Of 2,488 hospital admissions for acute APAP OD, 94 met inclusion criteria. Treatment with acetylcysteine, mostly intravenously, was begun in all cases within 24 h of ingestion. The initial AT concentration was already elevated in most patients at presentation [median 211 (IQR 77-511) IU/L obtained at 15.3 (12.1-19.2) h postingestion], and exceeded 100 IU/L in almost all patients within 24 h of ingestion. Serum AT concentrations rose rapidly [doubling time 9.5 h (95% CI: 8.7-10.4 h)], especially in patients who developed AT > 1,000 IU/L within 48 h of ingestion. Coagulopathy was worse in these patients and in those with an AT > 250 IU/L during the first 12 h of treatment with acetylcysteine.
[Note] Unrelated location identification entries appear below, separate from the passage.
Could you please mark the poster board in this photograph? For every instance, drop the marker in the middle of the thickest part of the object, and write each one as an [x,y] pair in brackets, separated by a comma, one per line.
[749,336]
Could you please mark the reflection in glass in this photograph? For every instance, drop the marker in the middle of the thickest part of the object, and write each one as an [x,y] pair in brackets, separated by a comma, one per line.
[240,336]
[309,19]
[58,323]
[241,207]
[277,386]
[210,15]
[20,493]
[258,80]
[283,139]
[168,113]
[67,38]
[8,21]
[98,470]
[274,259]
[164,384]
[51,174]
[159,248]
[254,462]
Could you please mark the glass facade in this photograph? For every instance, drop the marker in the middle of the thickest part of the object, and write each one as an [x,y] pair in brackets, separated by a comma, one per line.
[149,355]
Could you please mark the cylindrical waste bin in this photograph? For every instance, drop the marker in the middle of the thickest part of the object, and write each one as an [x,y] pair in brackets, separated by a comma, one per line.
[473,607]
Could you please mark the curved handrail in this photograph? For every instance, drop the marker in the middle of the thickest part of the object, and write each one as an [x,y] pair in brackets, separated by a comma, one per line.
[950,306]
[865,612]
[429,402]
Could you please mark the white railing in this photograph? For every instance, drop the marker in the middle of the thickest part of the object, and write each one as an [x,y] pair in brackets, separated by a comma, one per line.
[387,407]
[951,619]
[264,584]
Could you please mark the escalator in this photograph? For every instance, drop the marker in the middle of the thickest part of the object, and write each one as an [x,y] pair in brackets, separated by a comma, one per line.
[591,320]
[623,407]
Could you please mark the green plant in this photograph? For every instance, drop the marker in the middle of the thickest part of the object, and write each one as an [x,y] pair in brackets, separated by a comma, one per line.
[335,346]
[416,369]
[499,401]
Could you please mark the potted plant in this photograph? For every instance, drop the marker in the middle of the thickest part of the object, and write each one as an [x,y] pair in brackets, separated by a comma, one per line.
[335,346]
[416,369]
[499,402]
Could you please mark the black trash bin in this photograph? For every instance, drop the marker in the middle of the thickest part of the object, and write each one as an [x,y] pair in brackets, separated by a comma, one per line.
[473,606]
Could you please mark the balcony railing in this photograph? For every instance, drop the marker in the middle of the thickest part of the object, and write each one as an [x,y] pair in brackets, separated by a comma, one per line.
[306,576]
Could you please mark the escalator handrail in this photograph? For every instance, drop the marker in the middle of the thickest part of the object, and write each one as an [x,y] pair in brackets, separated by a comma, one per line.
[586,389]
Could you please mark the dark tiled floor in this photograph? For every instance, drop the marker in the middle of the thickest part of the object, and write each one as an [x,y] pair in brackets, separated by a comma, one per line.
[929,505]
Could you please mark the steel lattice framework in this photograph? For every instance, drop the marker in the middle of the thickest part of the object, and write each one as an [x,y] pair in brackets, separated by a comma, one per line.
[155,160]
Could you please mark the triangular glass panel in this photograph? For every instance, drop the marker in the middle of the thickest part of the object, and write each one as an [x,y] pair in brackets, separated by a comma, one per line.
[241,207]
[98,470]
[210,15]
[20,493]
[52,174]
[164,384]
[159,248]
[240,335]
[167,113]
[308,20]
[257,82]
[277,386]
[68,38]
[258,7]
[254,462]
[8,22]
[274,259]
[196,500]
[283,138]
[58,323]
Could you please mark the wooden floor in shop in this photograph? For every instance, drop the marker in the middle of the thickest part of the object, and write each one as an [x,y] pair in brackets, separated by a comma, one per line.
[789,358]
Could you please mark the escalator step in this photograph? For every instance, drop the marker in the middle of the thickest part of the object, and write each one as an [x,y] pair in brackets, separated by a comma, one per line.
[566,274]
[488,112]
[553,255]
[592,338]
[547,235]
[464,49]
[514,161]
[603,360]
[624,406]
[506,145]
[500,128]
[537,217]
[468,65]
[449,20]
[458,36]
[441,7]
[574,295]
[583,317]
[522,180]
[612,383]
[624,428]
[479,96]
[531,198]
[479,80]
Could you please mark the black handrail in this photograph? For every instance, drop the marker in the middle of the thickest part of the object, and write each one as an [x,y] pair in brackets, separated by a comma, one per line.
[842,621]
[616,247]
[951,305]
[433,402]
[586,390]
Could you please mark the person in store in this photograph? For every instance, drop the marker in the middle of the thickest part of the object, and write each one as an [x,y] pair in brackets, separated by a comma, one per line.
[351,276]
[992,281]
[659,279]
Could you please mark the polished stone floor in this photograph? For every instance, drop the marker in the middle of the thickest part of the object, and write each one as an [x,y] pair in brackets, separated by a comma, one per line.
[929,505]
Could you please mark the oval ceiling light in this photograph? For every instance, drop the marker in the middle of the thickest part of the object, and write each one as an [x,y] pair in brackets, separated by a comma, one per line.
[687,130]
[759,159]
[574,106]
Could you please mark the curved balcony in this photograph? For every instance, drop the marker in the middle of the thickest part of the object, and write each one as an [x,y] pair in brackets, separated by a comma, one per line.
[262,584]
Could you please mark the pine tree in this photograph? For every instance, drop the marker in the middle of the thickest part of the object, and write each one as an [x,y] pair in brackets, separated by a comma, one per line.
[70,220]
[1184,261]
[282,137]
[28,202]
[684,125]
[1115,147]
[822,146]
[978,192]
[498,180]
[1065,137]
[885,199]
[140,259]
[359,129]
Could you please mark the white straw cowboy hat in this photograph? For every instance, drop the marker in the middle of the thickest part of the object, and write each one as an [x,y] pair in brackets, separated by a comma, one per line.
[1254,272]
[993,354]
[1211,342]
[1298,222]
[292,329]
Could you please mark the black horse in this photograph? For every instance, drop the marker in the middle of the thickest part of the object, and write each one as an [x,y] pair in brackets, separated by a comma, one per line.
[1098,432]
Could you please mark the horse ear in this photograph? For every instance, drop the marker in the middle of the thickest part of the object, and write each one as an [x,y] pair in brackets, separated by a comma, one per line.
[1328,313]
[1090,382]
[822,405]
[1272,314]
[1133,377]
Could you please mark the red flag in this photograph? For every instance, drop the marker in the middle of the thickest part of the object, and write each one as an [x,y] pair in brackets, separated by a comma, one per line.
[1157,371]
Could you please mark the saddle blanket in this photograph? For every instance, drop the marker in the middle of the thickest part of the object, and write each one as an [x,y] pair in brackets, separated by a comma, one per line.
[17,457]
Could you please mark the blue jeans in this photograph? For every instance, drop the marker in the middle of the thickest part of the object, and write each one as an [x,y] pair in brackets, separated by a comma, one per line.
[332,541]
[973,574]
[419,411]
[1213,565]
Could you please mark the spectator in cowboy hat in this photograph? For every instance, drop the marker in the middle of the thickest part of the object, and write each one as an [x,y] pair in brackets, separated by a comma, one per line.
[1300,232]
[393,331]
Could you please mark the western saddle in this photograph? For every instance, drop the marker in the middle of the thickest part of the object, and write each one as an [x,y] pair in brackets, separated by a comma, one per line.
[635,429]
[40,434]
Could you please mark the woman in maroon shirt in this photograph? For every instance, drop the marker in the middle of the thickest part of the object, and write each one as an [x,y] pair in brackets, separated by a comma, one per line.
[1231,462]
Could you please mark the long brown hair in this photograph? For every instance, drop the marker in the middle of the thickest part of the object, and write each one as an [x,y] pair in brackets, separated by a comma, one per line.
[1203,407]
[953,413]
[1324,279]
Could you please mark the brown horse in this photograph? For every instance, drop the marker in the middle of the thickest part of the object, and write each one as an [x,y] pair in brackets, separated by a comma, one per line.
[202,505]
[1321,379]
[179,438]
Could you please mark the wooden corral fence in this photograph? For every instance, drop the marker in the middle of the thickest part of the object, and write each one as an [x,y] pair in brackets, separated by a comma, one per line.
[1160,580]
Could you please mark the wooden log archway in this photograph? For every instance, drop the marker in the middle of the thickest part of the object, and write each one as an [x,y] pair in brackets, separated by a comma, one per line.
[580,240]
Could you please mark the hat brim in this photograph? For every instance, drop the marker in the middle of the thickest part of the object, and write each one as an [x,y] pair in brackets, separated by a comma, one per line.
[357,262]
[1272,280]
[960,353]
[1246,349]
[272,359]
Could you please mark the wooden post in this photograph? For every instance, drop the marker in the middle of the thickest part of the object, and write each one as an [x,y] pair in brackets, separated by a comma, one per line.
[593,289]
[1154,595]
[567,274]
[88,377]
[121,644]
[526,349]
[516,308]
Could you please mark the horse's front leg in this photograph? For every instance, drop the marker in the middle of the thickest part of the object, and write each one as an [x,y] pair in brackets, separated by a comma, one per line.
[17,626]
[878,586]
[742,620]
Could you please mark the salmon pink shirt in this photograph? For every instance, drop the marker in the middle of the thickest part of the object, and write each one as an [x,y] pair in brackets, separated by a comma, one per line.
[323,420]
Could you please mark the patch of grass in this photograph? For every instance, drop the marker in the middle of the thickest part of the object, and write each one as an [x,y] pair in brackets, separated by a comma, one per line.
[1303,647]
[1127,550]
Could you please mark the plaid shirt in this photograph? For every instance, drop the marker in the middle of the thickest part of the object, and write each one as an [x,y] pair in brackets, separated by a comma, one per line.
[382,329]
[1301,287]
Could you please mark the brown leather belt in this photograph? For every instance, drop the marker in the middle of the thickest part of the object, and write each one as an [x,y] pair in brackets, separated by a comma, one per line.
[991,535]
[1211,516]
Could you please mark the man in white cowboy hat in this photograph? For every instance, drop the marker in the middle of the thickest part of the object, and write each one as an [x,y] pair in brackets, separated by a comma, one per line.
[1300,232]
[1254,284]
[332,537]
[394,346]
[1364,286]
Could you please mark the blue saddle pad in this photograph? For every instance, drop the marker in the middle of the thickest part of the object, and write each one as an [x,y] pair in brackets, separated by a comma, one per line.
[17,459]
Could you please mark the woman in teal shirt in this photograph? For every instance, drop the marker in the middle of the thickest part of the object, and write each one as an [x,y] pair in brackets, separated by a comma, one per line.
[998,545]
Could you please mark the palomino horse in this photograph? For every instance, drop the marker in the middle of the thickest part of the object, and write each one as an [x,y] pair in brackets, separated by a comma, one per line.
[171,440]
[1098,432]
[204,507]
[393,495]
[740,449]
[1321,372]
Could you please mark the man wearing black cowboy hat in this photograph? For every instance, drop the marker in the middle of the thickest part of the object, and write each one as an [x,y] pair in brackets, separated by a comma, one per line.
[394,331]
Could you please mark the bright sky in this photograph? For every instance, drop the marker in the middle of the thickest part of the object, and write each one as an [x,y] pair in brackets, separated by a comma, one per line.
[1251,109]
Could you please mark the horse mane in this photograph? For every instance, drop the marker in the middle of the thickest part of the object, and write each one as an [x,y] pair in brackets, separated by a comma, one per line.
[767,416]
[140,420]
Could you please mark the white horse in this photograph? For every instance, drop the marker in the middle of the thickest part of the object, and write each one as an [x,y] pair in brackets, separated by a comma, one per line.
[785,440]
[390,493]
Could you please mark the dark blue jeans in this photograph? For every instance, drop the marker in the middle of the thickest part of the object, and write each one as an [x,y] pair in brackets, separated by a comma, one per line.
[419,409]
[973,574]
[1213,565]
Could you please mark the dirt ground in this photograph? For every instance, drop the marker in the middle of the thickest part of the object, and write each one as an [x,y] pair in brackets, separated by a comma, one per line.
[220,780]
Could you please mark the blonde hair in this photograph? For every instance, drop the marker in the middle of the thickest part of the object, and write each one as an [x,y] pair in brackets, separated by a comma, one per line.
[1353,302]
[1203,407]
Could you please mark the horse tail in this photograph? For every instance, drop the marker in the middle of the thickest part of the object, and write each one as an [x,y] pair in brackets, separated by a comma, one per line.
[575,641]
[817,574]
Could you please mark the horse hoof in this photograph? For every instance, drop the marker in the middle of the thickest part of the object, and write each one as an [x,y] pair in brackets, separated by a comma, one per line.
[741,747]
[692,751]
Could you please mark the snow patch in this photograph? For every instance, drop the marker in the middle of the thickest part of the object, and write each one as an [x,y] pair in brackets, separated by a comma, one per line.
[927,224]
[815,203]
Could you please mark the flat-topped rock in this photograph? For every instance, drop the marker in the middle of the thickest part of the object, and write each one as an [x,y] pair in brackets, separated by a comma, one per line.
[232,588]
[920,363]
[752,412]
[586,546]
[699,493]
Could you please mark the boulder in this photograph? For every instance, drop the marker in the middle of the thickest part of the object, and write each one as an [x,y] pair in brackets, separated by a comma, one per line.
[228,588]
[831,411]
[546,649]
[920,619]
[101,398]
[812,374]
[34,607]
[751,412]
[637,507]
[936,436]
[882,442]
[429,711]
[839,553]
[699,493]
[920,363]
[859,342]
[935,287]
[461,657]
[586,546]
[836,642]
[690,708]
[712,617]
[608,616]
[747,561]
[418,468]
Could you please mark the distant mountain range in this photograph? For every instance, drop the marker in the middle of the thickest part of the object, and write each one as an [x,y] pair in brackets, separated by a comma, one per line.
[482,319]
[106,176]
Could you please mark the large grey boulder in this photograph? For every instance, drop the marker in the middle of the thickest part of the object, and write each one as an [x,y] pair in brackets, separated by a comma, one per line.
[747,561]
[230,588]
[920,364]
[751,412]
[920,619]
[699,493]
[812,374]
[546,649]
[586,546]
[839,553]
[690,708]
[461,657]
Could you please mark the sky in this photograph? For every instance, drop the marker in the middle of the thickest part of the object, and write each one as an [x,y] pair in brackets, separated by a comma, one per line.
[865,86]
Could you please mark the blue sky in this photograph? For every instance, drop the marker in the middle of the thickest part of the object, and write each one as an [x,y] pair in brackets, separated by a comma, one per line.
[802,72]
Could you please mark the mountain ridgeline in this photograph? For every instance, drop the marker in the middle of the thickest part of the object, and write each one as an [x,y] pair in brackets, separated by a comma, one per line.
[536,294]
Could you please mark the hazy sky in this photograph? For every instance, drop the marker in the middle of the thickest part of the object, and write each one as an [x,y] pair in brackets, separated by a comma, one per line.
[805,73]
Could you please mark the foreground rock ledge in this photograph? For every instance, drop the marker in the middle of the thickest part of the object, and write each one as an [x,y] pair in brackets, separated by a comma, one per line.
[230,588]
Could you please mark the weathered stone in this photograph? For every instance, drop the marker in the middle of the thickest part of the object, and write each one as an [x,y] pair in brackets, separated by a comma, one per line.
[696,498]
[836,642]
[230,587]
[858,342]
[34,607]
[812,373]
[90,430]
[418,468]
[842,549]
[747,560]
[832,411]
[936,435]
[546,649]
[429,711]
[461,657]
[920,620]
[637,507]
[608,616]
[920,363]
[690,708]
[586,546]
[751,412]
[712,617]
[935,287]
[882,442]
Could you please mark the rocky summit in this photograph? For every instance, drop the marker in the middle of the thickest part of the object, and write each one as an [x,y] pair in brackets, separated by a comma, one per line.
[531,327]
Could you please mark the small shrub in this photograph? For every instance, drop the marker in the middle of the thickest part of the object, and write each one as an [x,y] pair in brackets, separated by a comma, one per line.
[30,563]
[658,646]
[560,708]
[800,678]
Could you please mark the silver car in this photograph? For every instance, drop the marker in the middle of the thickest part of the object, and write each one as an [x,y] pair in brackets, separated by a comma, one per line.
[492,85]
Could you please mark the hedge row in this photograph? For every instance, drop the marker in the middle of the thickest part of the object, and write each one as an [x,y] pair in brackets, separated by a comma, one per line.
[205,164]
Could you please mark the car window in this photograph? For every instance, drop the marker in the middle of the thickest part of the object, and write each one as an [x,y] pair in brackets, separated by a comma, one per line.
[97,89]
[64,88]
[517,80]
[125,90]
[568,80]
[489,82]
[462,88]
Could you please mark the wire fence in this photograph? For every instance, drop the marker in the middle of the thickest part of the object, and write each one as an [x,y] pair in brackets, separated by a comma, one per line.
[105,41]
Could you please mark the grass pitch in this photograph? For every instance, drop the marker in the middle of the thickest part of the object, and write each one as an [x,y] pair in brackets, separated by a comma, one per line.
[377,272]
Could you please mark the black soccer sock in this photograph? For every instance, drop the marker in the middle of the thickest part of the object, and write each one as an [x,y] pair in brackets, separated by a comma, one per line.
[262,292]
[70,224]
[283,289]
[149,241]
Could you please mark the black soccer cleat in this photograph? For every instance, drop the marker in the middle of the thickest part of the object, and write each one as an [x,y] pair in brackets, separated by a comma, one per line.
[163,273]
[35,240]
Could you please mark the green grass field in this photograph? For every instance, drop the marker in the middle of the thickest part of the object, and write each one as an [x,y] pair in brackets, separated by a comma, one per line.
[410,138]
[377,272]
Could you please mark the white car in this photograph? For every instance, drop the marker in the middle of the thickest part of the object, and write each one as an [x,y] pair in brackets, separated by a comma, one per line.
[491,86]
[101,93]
DISCUSSION AND CONCLUSIONS

An abnormal and rapidly doubling AT at presentation is more typical in severely poisoned patients, as judged by the effects on clotting. These data suggest that risk prediction instruments may be improved by incorporating both the serum AT concentration at initiation of antidotal therapy and its rate of change. Further studies using such an approach are warranted.

摘要

背景

天冬氨酸转氨酶(AST)或丙氨酸转氨酶(ALT)升高是乙酰氨基酚(APAP)过量(OD)后肝毒性的最早迹象之一。然而,这种升高的时间和速度尚未得到很好的描述,这阻碍了早期风险预测。

目的

描述尽管接受治疗但仍发生肝毒性的急性 APAP OD 患者中 AST 释放的动力学。

方法

对来自加拿大乙酰氨基酚过量研究(CAOS)推导子集中的急性 APAP OD 患者进行描述性研究,这是一项大型多中心回顾性患者队列研究,研究对象为因 APAP 中毒住院的患者。

结果

在 2488 例因急性 APAP OD 住院的患者中,有 94 例符合纳入标准。在摄入后 24 小时内,所有患者均开始接受乙酰半胱氨酸治疗,主要是静脉内给药。大多数患者在就诊时的初始 AST 浓度已经升高[摄入后 15.3(12.1-19.2)小时获得的中位数为 211(IQR 77-511)IU/L],几乎所有患者在摄入后 24 小时内 AST 浓度均超过 100 IU/L。血清 AST 浓度迅速升高[倍增时间为 9.5 小时(95%CI:8.7-10.4 小时)],尤其是在摄入后 48 小时内 AST 超过 1000 IU/L 的患者中。这些患者的凝血功能障碍更差,在乙酰半胱氨酸治疗的前 12 小时内 AST 超过 250 IU/L 的患者中也存在这种情况。

讨论和结论

根据凝血功能的影响,就诊时出现异常且迅速倍增的 AST 更常见于重度中毒患者。这些数据表明,通过将解毒治疗开始时的血清 AST 浓度及其变化率纳入风险预测工具,可能会改善风险预测工具。需要进一步使用这种方法的研究。